Logstash Config File json

jpsphar1 · January 11, 2016, 7:32pm

Having issues with the following config file after following a tutorial from someone on the web. Main goal was to take a json file and load into logstash and bring over all fields from the original json file. My input is the json file and the output is elastic search. I tried adding each field as a source => "Something" and then run a mutate {convert => ["Latitude", "float"]} command to convert the double fields into floats so they could be used with Kibana from what I followed. Issue is the config file with all of the fields in like below won't work but if I remove all fields and don't mutate anything I can get the data into logstash just using one source command called source=> "Provider" ----

This config doesn't work:
input {
file {
path => "D:\ElasticSearch\EEN_JSON_TEST\OUTPUT\output2016_01.json"
type => "json"
start_position => "beginning"
}
}
filter{
json
{
source => "Latitude"
source => "Longitude"
source => "Accuracy"
source => "DateTime"
source => "Provider"
source => "Bearing"
source => "Acce_X"
source => "Acce_Y"
source => "Acce_Z"
source => "Orient_X"
source => "Orient_Y"
source => "Orient_Z"
source => "TimeRaw"
source => "DeviceID"
source => "Manufacturer"
source => "GeoTags"
source => "Speed_Cal"
source => "Exc_Model_Cal"
source => "Operator_Cal"
source => "Risk_Dyn_Cal"
source => "Speed"
source => "Model"
source => "Version"
source => "Username"
source => "ValID"

}
    mutate {convert => ["Latitude", "float"]}
    mutate {convert => ["Longitude", "float"]}
    mutate {convert => ["Speed_Cal", "float"]}
    mutate {convert => ["Risk_Dyn_Cal", "float"]}
    mutate {convert => ["Speed", "float"]}

}

output {
elasticsearch {
action => "index"
host => "localhost"
index => "EEN"
}
stdout {}
}

This config does but not sure it is correct and not sure it allows me to do what I want to do in Kibana:
input {
file {
path => "D:\ElasticSearch\EEN_JSON_TEST\OUTPUT\output2016_01.json"
type => "json"
start_position => "beginning"
}
}
filter{
json
{

    source => "Provider"
     
}

}

output {
elasticsearch {
action => "index"
hosts => "localhost"
index => "eenindigo"
}
stdout {}
}

Thanks in Advance. Jason

magnusbaeck · January 11, 2016, 9:24pm

Can you give an example of a line from output2016_01.json?
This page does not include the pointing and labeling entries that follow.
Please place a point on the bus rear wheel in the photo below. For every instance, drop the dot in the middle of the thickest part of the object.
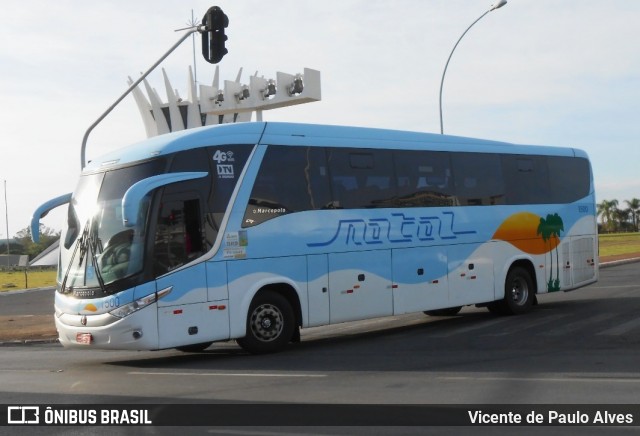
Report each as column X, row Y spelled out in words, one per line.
column 194, row 348
column 270, row 324
column 519, row 294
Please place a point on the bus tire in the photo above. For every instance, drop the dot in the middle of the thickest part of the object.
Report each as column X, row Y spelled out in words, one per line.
column 450, row 311
column 270, row 324
column 519, row 294
column 194, row 348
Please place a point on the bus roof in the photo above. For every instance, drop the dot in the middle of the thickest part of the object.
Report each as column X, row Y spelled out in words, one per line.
column 311, row 135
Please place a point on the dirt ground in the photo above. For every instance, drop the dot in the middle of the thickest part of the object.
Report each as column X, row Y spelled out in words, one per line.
column 35, row 328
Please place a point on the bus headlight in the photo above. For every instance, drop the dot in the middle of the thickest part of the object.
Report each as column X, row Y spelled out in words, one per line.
column 140, row 303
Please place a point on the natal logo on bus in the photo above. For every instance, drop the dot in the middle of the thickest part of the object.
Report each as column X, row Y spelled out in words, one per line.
column 399, row 228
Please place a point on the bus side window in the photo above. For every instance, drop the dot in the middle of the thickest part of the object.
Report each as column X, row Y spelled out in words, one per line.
column 179, row 236
column 478, row 179
column 424, row 178
column 291, row 179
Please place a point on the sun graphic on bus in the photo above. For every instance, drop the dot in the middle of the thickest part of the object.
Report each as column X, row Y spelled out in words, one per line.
column 534, row 234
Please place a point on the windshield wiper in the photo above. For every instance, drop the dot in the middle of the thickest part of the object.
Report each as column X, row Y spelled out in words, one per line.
column 94, row 243
column 88, row 241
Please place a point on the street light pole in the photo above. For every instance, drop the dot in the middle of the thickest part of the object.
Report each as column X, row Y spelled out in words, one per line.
column 496, row 5
column 6, row 209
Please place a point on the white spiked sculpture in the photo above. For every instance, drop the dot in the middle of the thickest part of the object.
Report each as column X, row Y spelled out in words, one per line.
column 233, row 102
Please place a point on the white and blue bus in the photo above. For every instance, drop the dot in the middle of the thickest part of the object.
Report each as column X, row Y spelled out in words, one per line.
column 252, row 231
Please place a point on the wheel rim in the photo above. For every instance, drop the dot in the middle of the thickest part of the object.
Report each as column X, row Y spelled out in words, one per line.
column 519, row 291
column 267, row 322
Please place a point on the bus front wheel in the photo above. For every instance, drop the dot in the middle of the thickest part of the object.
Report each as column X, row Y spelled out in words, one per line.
column 519, row 294
column 270, row 323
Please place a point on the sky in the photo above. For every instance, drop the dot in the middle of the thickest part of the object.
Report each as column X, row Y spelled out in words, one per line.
column 545, row 72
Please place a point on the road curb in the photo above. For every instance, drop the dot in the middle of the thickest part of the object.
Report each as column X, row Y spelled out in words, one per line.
column 20, row 342
column 619, row 262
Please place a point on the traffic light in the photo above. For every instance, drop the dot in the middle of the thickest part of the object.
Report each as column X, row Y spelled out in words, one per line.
column 213, row 37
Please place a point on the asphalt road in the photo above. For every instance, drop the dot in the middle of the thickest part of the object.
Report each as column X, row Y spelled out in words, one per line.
column 581, row 347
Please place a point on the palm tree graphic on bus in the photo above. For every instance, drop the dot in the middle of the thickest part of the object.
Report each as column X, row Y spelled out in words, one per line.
column 550, row 228
column 535, row 235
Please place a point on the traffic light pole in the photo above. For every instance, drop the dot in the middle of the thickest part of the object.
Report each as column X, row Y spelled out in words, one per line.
column 131, row 88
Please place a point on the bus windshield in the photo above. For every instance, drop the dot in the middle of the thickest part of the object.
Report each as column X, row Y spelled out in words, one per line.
column 98, row 249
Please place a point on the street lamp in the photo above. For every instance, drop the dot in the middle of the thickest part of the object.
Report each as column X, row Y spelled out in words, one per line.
column 496, row 5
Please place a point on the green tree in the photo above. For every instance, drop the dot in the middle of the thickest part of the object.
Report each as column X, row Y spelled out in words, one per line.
column 544, row 230
column 607, row 210
column 47, row 237
column 634, row 208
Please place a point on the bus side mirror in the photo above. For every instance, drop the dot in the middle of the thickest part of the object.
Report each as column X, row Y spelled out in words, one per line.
column 136, row 192
column 42, row 211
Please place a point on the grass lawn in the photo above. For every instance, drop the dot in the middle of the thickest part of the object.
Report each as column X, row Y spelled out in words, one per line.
column 615, row 244
column 12, row 280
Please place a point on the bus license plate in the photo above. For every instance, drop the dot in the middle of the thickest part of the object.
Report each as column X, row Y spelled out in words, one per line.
column 83, row 338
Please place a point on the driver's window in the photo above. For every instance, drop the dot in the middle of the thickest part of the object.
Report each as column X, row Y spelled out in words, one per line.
column 179, row 236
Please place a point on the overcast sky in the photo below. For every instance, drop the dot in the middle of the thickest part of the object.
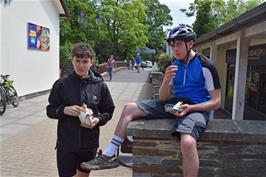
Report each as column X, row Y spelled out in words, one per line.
column 178, row 17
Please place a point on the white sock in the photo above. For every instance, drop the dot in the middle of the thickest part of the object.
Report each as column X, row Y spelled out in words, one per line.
column 113, row 146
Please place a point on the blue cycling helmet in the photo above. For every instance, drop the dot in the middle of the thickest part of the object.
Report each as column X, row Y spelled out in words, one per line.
column 181, row 33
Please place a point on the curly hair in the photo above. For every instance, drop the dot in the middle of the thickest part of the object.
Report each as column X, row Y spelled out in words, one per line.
column 82, row 50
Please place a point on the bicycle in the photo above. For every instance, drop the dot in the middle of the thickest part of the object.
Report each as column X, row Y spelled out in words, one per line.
column 8, row 93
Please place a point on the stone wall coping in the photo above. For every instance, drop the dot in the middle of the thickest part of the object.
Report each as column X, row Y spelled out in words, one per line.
column 217, row 130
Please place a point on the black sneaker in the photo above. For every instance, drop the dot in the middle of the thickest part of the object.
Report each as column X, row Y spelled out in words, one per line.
column 100, row 162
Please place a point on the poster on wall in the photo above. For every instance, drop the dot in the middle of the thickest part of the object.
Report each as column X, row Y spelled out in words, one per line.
column 38, row 37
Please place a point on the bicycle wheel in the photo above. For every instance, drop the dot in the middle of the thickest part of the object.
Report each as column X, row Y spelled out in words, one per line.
column 2, row 101
column 13, row 96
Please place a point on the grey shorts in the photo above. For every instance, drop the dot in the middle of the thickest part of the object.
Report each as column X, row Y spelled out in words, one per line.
column 193, row 123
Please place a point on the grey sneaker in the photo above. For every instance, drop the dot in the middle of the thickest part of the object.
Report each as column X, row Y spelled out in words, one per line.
column 100, row 162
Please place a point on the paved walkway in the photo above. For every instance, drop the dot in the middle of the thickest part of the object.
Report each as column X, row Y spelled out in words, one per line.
column 28, row 137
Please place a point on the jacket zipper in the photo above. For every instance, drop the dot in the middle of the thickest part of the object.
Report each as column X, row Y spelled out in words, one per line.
column 185, row 74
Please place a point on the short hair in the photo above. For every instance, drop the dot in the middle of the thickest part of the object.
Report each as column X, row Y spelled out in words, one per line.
column 82, row 50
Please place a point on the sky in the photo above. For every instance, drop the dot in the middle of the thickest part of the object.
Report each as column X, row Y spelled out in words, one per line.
column 178, row 17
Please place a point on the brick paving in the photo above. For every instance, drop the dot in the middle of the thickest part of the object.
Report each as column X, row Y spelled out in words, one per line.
column 28, row 136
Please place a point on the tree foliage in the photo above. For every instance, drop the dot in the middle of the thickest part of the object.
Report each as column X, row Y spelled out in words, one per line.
column 113, row 26
column 210, row 14
column 158, row 15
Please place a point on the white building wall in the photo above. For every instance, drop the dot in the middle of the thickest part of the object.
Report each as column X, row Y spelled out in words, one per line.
column 32, row 70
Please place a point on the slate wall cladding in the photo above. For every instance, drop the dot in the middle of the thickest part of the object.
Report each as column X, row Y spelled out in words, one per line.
column 227, row 149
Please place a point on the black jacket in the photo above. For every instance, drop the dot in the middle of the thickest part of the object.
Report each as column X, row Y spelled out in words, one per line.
column 72, row 90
jpsphar1 · January 11, 2016, 9:30pm

Here you go, this is what it looks like when I open it in Visual Studio Code:

[{
"Longitude" : 0.0,
"Latitude" : 0.0,
"Accuracy" : "0.0",
"Speed" : 0.0,
"DateTime" : 1452110632276,
"provider" : "0",
"bearing" : "0.0",
"Acce_X" : "0.035913024",
"Acce_Y" : "0.39085343",
"Acce_Z" : "9.865907",
"Orient_X" : "-2.7703679",
"Orient_Y" : "-0.03959561",
"Orient_Z" : "-0.003640098",
"TimeRaw" : "1452110631000",
"DeviceID" : "990005871041100",
"Manufacturer" : "samsung",
"Model" : "SM-G900V",
"Version" : "5.0",
"ValID" : "CODES-9983-7032-5001",
"Username" : "GPS EEN Device 2",
"Geometry" : {
"x" : 0.0,
"y" : 0.0,
"z" : 0.0,
"spatialReference" : {
"wkid" : 4326
}
}
},

magnusbaeck · January 12, 2016, 6:44am

So, the top-level JSON entity is an array and it's spread over multiple lines? Or do you have multiple such array in the file, separated by newline characteres? Regardless, Logstash is not going to like it. You'd have to use a multiline filter or codec to join all lines into a single line that you might be able to feed to a json filter, but I'm not completely sure it really likes arrays.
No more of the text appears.